Depuis cette époque des événements analogues se sont répétés de nombreuses fois, jusqu'aux massacres subis par les Arméniens au cours des années à cheval sur le XIXème siècle et le XXème siècle, et qui culminèrent lors des événements tragiques de 1915, lorsque le peuple arménien dut subir des violences inouïes, dont les conséquences douloureuses sont encore visibles dans la diaspora à laquelle un grand nombre de ses fils ont été forcés. Il s'agit d'un souvenir que l'on ne peut pas oublier. Plusieurs fois, au cours du siècle qui vient de se conclure,  mes  prédécesseurs  ont  voulu  rendre  hommage aux chrétiens d'Arménie qui ont perdu la vie de façon violente (3). J'ai moi-même voulu rappeler les souffrances subies par votre peuple:  ce sont les souffrances des membres du Corps mystique du Christ (4).

Les événements sanglants ont non seulement profondément marqué l'âme de votre peuple, mais ils en ont plusieurs fois modifié la géographie humaine, l'obligeant à des migrations continuelles dans le monde entier. Il faut remarquer que, partout où les Arméniens sont allés, ils ont apporté la richesse de leurs valeurs morales et de leurs organisations culturelles, indissolublement liées aux organisations ecclésiastiques. Guidés par la conscience confiante du soutien divin, les chrétiens arméniens ont sut garder sur leurs lèvres la prière de saint Grégoire de Narek:  "Si je fixe les yeux en observant le spectacle du double risque le jour de la misère, puissé-je voir ton salut ô Espérance providentielle! Si je tourne le regard vers le haut vers le sentier terrifiant qui atteint tout, que vienne à ma rencontre avec douceur ton ange de paix!" (5). En effet, la foi chrétienne, même lors des moments les plus tragiques de l'histoire arménienne, a été le moteur qui a marqué le début de la renaissance de ce peuple éprouvé.

Ainsi l'Eglise, en suivant ses enfants en pèlerinage dans le monde à la recherche de la paix et de la sérénité, a constitué pour eux la véritable force morale, en devenant, dans de nombreux cas, l'unique instance à laquelle ils ont pu faire référence, l'unique centre autorisé qui en a soutenu les efforts et inspiré la pensée.

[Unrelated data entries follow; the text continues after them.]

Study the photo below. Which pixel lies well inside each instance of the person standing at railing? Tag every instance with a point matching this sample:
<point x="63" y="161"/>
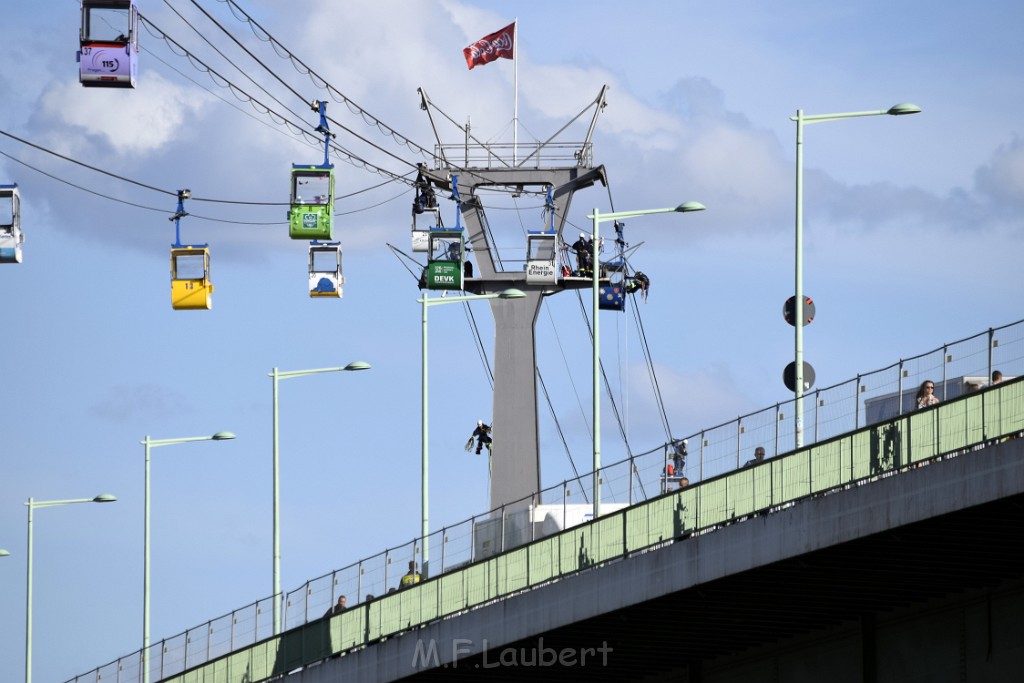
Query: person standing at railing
<point x="759" y="456"/>
<point x="338" y="607"/>
<point x="412" y="577"/>
<point x="926" y="394"/>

2Histoire de Vartan et de la guerre des Arméniens contre les Persans, chap. V, Venise 1840, p. 121.


3Cf. Benoît XV, Discours pour le Saint Consistoire (6 décembre 1915):  AAS VII (1915), 510; Lettre aux Dirigeants des peuples belligérants (1 août 1917):  AAS IX (1917), 419; Pie XI, Discours au Consistoire pour la béatification des vénérables Jean Bosco et Cosma da Carboniano (21 avril 1929):  Discours II, 64; Lettre enc. Quinquagesimo ante (23 décembre 1929):  AAS XXI (1929), 712; Pie XII, Discours aux fidèles arméniens (13 mars 1946):  Discours et messages VIII, 5-6.


4Homélie au cours de la Divine liturgie en rite arménien (21 novembre 1987), 3:  Insegnamenti X/3 (1987), 1177; Discours pour l'ouverture de l'exposition Rome-Arménie (25 mars 1999), 2:  ORLF n. 15 du 15 avril 1999; Discours à l'occasion de la visite de Sa Sainteté Karékine II (9 novembre 2000):  ORLF n. 46 du 14 novembre 2000.


5Le livre des lamentations, Parole II, b, ed. Studium, 1999, p. 164-65.